Sadly, Bobkowski left few other writings, other than articles, but this is an unassuming masterpiece that shows an amazingly detached (and therefore acutely observant) view of various stages of the war seen from someone caught in France, having fled Poland. He recounts, in detail and with talent, first the pandemonium that reigned during the evacuation of Paris following the Nazi invasion, then a strangely exhilarating odyssey on a bicycle through much of southern France and back to Paris, wherein Bobkowski is a sort of athletic Don Quixote and his work colleague, Tadzio, an enduring Sancho Panza, to finish back in Paris with his wife, as from September 1940, where he spent the rest of the war. His irony on French behaviour during the debacle and the occupation is scathing, as well as his disdain for the Vichy regime, but he has little indulgence either for Polish romanticism, English cynicism, or, his pet hate, the Russians and communism. He is naturally totally hostile to Hitler and his thugs.

Bitterly disappointed by political behaviour in general and all forms of totalitarianism in particular, his tenderness is for individuals who are independant and courageous, and for the beauty that everyday life reveals from time to time. For example this passage, which follows a description of the landscape somewhere near Carcassone, when resting during his bicycle marathon:

"I contemplate and listen to the landscape. Beauty is sometimes as hard to stand as pain. One can stand it up a certain point, and one can feel it only to a certain depth. Beyond that, one faints inside."

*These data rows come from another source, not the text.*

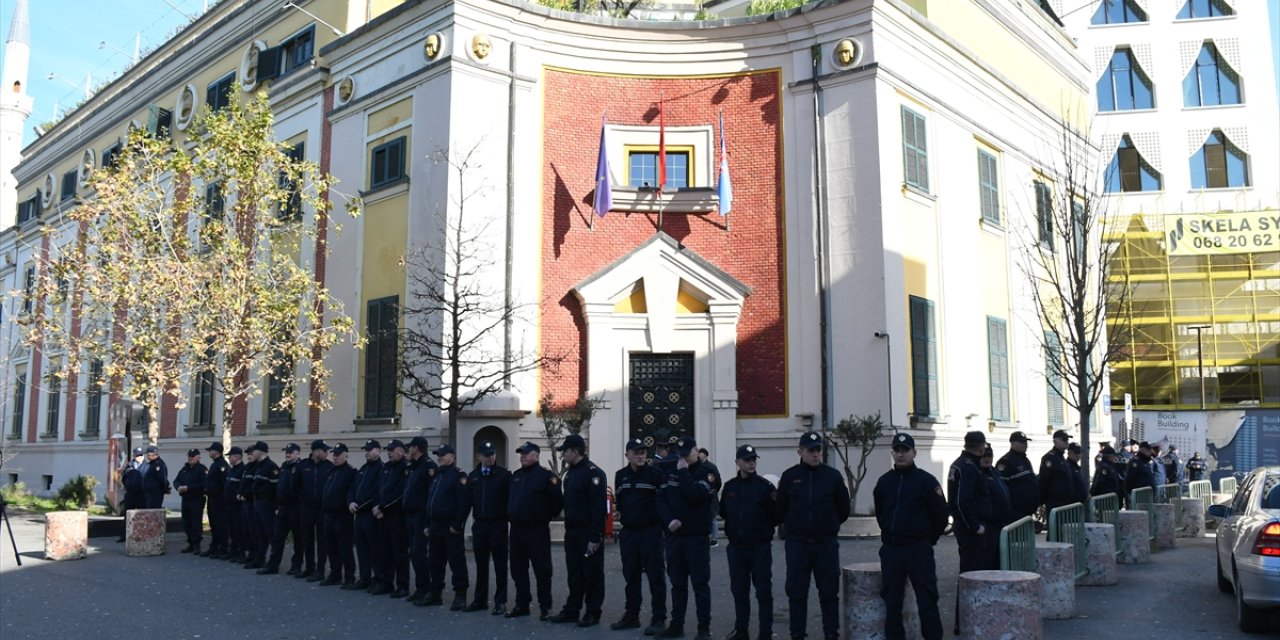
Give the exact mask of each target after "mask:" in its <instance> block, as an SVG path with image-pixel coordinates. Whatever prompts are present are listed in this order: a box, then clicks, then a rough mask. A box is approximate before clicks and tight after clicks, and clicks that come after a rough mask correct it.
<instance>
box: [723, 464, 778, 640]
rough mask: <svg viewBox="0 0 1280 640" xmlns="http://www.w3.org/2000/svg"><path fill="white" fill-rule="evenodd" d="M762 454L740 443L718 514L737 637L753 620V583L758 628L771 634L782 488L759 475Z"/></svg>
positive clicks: (747, 638) (730, 636) (724, 489)
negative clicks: (751, 600) (722, 524)
mask: <svg viewBox="0 0 1280 640" xmlns="http://www.w3.org/2000/svg"><path fill="white" fill-rule="evenodd" d="M759 457H760V454H759V453H756V451H755V447H753V445H750V444H744V445H741V447H739V448H737V456H736V458H735V460H736V462H737V475H736V476H733V477H732V479H731V480H730V481H728V483H724V490H723V494H722V497H721V500H719V516H721V517H723V518H724V538H728V547H727V548H726V549H724V557H726V559H728V586H730V593H732V594H733V634H732V635H730V636H728V637H731V639H733V640H749V637H750V636H749V635H748V627H749V626H750V623H751V585H753V584H754V585H755V600H756V605H758V607H759V614H760V630H759V634H758V635H756V637H758V639H759V640H769V639H772V637H773V529H774V527H776V526H777V517H778V513H777V511H778V509H777V503H778V490H777V488H774V486H773V483H771V481H768V480H765V479H764V477H762V476H759V475H756V472H755V465H756V460H758V458H759Z"/></svg>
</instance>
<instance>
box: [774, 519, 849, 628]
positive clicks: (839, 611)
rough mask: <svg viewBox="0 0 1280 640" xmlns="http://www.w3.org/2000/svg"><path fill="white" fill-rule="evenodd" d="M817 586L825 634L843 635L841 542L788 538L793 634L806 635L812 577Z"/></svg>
mask: <svg viewBox="0 0 1280 640" xmlns="http://www.w3.org/2000/svg"><path fill="white" fill-rule="evenodd" d="M810 576H812V577H813V582H814V584H815V585H817V586H818V605H819V607H822V635H823V636H824V637H837V636H838V635H840V543H838V541H837V540H836V539H835V538H832V539H831V540H796V539H795V538H791V539H787V584H786V591H787V603H788V605H790V609H791V637H805V622H806V621H808V620H809V580H810Z"/></svg>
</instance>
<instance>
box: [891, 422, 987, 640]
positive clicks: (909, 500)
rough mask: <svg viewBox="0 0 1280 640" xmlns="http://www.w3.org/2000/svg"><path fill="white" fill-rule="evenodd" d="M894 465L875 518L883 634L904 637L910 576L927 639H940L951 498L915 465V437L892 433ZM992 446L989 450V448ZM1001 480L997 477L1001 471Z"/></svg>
mask: <svg viewBox="0 0 1280 640" xmlns="http://www.w3.org/2000/svg"><path fill="white" fill-rule="evenodd" d="M892 449H893V468H891V470H890V471H886V472H884V475H882V476H881V477H879V480H877V481H876V489H874V490H873V492H872V497H873V499H874V500H876V521H877V522H878V524H879V527H881V550H879V556H881V576H882V579H883V589H882V591H881V593H882V596H883V599H884V637H887V639H890V640H902V639H905V637H906V630H905V628H904V627H902V602H904V600H905V595H906V581H908V579H910V580H911V588H913V589H914V590H915V602H916V605H918V608H919V613H920V634H922V636H923V637H924V640H941V637H942V616H941V613H938V576H937V563H936V561H934V559H933V545H936V544H937V543H938V538H942V532H943V531H945V530H946V527H947V503H946V499H945V498H943V497H942V486H941V485H938V479H937V477H933V474H929V472H928V471H924V470H923V468H920V467H916V466H915V439H914V438H911V436H910V434H897V435H895V436H893V444H892ZM988 451H989V449H988ZM997 479H998V476H997Z"/></svg>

Yet Bobkowski is no melancholy, self-indulgent intellectual. Mens sana in corpore sano is clearly his motto and he proves it by his achievements on the bicycle expedition, during which he never ceases to write either. His work throughout the war is (apart from surviving with his wife) to assist his fellow countrymen: a task which he clearly accomplishes with intelligence and courage, although he speaks sparingly of it in his journal. 

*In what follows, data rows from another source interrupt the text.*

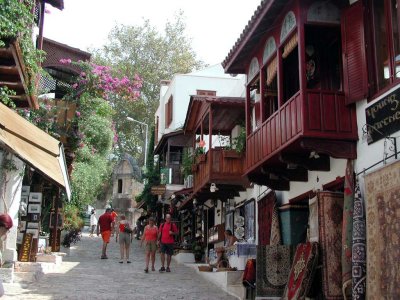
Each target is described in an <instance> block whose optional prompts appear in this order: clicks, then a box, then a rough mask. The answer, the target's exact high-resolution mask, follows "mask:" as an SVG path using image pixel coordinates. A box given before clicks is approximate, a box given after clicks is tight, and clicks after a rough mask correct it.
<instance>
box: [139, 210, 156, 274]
mask: <svg viewBox="0 0 400 300" xmlns="http://www.w3.org/2000/svg"><path fill="white" fill-rule="evenodd" d="M157 236H158V228H157V226H156V225H155V223H154V219H153V218H152V217H150V218H149V225H146V227H145V228H144V231H143V235H142V242H141V244H140V245H141V246H142V245H143V242H145V247H146V268H145V269H144V271H145V272H146V273H148V272H149V262H150V259H151V270H152V271H155V270H156V269H155V268H154V261H155V259H156V251H157Z"/></svg>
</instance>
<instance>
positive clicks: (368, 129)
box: [365, 88, 400, 144]
mask: <svg viewBox="0 0 400 300" xmlns="http://www.w3.org/2000/svg"><path fill="white" fill-rule="evenodd" d="M365 115H366V120H367V128H366V130H367V133H368V144H372V143H374V142H376V141H379V140H381V139H383V138H385V137H387V136H389V135H391V134H392V133H394V132H396V131H399V130H400V88H398V89H397V90H395V91H393V92H392V93H390V94H389V95H387V96H386V97H384V98H382V99H380V100H379V101H377V102H375V103H374V104H372V105H371V106H369V107H367V108H366V109H365Z"/></svg>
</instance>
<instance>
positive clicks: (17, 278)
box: [13, 271, 44, 283]
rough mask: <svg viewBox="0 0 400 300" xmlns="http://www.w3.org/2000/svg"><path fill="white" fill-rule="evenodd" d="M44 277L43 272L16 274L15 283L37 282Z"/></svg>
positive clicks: (26, 272) (22, 272) (13, 281)
mask: <svg viewBox="0 0 400 300" xmlns="http://www.w3.org/2000/svg"><path fill="white" fill-rule="evenodd" d="M43 276H44V273H43V272H41V271H36V272H14V281H13V282H14V283H31V282H37V281H39V280H40V279H41V278H42V277H43Z"/></svg>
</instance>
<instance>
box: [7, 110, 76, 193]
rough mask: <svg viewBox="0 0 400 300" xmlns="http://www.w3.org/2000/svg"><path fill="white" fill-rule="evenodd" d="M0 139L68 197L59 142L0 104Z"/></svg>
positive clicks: (22, 159) (33, 125)
mask: <svg viewBox="0 0 400 300" xmlns="http://www.w3.org/2000/svg"><path fill="white" fill-rule="evenodd" d="M0 142H2V143H3V144H4V146H5V148H6V149H7V150H9V151H10V152H12V153H13V154H15V155H16V156H18V157H19V158H21V159H22V160H23V161H24V162H26V163H27V164H29V165H31V166H32V167H33V168H35V169H37V170H38V171H39V172H40V173H42V174H43V175H44V176H45V177H47V178H48V179H50V180H51V181H52V182H54V183H55V184H57V185H58V186H60V187H62V188H64V189H65V192H66V194H67V197H68V199H70V197H71V187H70V182H69V177H68V172H67V166H66V163H65V156H64V148H63V146H62V143H60V142H59V141H58V140H56V139H55V138H53V137H51V136H50V135H49V134H47V133H46V132H44V131H43V130H41V129H39V128H38V127H36V126H35V125H33V124H32V123H30V122H29V121H27V120H25V119H24V118H23V117H21V116H20V115H18V114H17V113H16V112H15V111H13V110H11V109H9V108H8V107H6V106H5V105H3V104H1V103H0Z"/></svg>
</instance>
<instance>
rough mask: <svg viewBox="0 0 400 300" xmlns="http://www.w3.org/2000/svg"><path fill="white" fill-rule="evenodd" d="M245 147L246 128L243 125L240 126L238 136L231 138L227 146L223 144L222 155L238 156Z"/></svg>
mask: <svg viewBox="0 0 400 300" xmlns="http://www.w3.org/2000/svg"><path fill="white" fill-rule="evenodd" d="M245 149H246V130H245V127H244V126H241V127H240V131H239V134H238V136H236V137H234V138H233V139H232V143H231V144H230V145H229V146H225V147H224V150H223V152H222V153H223V156H224V157H230V158H240V157H242V155H243V152H244V150H245Z"/></svg>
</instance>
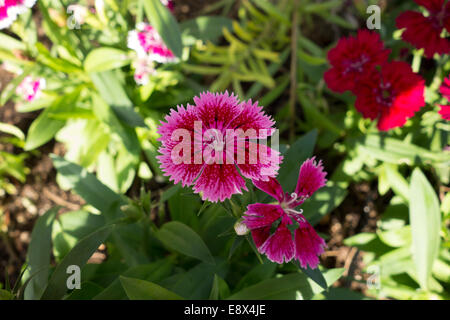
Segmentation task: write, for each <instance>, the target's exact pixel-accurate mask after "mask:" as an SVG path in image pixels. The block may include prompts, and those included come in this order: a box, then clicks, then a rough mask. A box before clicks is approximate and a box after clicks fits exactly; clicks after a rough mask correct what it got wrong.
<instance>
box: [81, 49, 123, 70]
mask: <svg viewBox="0 0 450 320" xmlns="http://www.w3.org/2000/svg"><path fill="white" fill-rule="evenodd" d="M130 61H131V59H130V58H129V57H128V55H127V53H126V52H125V51H122V50H119V49H116V48H107V47H102V48H97V49H94V50H92V51H91V52H89V54H88V55H87V57H86V60H85V61H84V70H86V71H87V72H102V71H107V70H111V69H117V68H121V67H123V66H126V65H128V64H130Z"/></svg>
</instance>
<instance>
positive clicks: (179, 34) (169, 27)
mask: <svg viewBox="0 0 450 320" xmlns="http://www.w3.org/2000/svg"><path fill="white" fill-rule="evenodd" d="M141 1H143V2H144V10H145V14H146V15H147V18H148V19H149V21H150V23H151V24H152V25H153V26H154V27H155V29H156V30H157V31H158V33H159V35H160V36H161V38H162V39H163V40H164V43H165V44H166V45H167V47H168V48H169V49H170V50H171V51H172V52H173V54H174V55H175V56H177V57H179V58H180V57H181V54H182V51H183V44H182V41H181V32H180V28H179V26H178V23H177V21H176V20H175V18H174V16H173V14H172V13H171V12H170V11H169V10H168V9H167V8H166V7H165V6H164V5H163V4H162V3H161V1H159V0H141Z"/></svg>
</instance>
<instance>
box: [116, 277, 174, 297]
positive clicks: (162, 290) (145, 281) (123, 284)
mask: <svg viewBox="0 0 450 320" xmlns="http://www.w3.org/2000/svg"><path fill="white" fill-rule="evenodd" d="M120 282H121V283H122V286H123V288H124V289H125V292H126V293H127V296H128V298H129V299H130V300H183V298H182V297H180V296H179V295H177V294H176V293H173V292H172V291H170V290H167V289H166V288H163V287H161V286H160V285H157V284H156V283H153V282H150V281H145V280H140V279H133V278H127V277H124V276H120Z"/></svg>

He reads extensively and is obviously well read: Conrad, Balzac and Flaubert come to the surface regularly. But above all it is his lucidity about current events, and their consequences, that impressed me. He knows from the outset that the war is going to be long, and he sees very soon what kind of Europe, divided in two, was being prepared by Stalin. In facts he fears, until the Americans enter the war, that Stalin will take over Europe. His comments on the petty behaviour of many people under the circumstances of war are another sign of his lucidity, but there is also a form of stoicism that runs through the book and his attitude. He is alternately admiring and deeply ironical about different aspects of the French character.



Andrzej Bobkowski never returned to Poland, and stayed in Paris for only a few years after the war. Disappointed with Europe he went to live in Guatemala, where he died (of cancer) in 1961. A man whom I would have liked to know.